Nama-nama korban dibacakan sebelum karangan bunga diletakkan di depan gedung perkantoran itu. Macron dan Walikota Paris Anne Hidalgo masing-masing meletakkan satu karangan bunga.
Upacara penghormatan kemudian dilanjutkan di lokasi kematian seorang polisi, yang ditembak mati dari jarak dekat oleh salah seorang pria bersenjata dalam serangan itu. Penghormatan serupa juga diadakan di sebuah toko tempat seorang pria bersenjata menewaskan empat orang.
Pada 7 Januari 2015, dua pria bersaudara yaitu Said dan Cherif Kouachi menyerang dan membunuh reporter dan ilustrator majalah mingguan Charlie Hebdo. Mereka membunuh 11 orang, termasuk para kartunis. Kedua kakak beradik itu kemudian tewas di tangan polisi dua hari kemudian.
Serangan di hari berikutnya menewaskan dua petugas polisi dan empat warga sipil.
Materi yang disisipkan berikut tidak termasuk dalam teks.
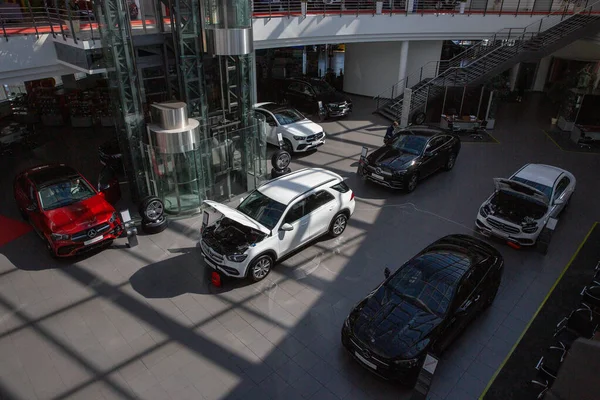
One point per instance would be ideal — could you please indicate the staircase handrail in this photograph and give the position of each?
(484, 43)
Pelaku ketiga yang diketahui bernama Amedy Coulibaly juga tewas ditembak polisi.
Charlie Hebdo kini tengah berjuang untuk membayar dana tagihan keamanan sebesar 1,32 juta dolar AS. Penjualan mereka merosot menjadi 30 ribu kopi setelah sempat melonjak sebanyak tujuh juta kopi pascaserangan 7 Januari 2015.
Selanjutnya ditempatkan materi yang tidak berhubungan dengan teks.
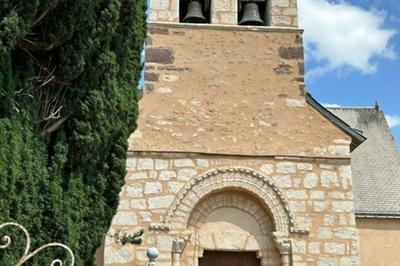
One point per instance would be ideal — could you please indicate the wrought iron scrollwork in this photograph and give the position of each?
(5, 242)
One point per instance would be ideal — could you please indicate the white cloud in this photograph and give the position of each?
(393, 120)
(331, 105)
(342, 37)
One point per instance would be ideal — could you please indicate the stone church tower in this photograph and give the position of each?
(232, 158)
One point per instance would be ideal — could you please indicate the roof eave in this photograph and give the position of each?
(356, 137)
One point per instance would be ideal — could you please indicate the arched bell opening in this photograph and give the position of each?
(194, 11)
(253, 13)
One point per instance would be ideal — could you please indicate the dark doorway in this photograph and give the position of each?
(224, 258)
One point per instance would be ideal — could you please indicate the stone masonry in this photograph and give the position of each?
(318, 194)
(228, 154)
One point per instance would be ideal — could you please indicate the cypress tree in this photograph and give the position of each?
(68, 103)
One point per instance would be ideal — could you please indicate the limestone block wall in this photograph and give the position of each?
(316, 192)
(217, 89)
(279, 13)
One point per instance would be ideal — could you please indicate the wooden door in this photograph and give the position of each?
(223, 258)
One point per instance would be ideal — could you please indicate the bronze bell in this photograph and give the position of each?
(251, 15)
(195, 13)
Ancaman pembunuhan masih terus membayangi majalah satir ini. Hal tersebut memaksa mereka untuk memasang sistem keamanan ketat dan mempekerjakan petugas keamanan selain meminta perlindungan polisi.
Dalam edisi terbaru mereka yang berjudul "Three years in a tin can", Direktur Publikasi dan pemegang saham utama Charlie Hebdo, Laurent Sourisseau, mengeluh majalahnya kini sedang berjuang untuk diri sendiri.
"Apakah normal bagi sebuah majalah di negara demokratis, satu dari setiap dua eksemplar yang terjual dibayarkan untuk biaya keamanan kantornya?" Tulis Riss.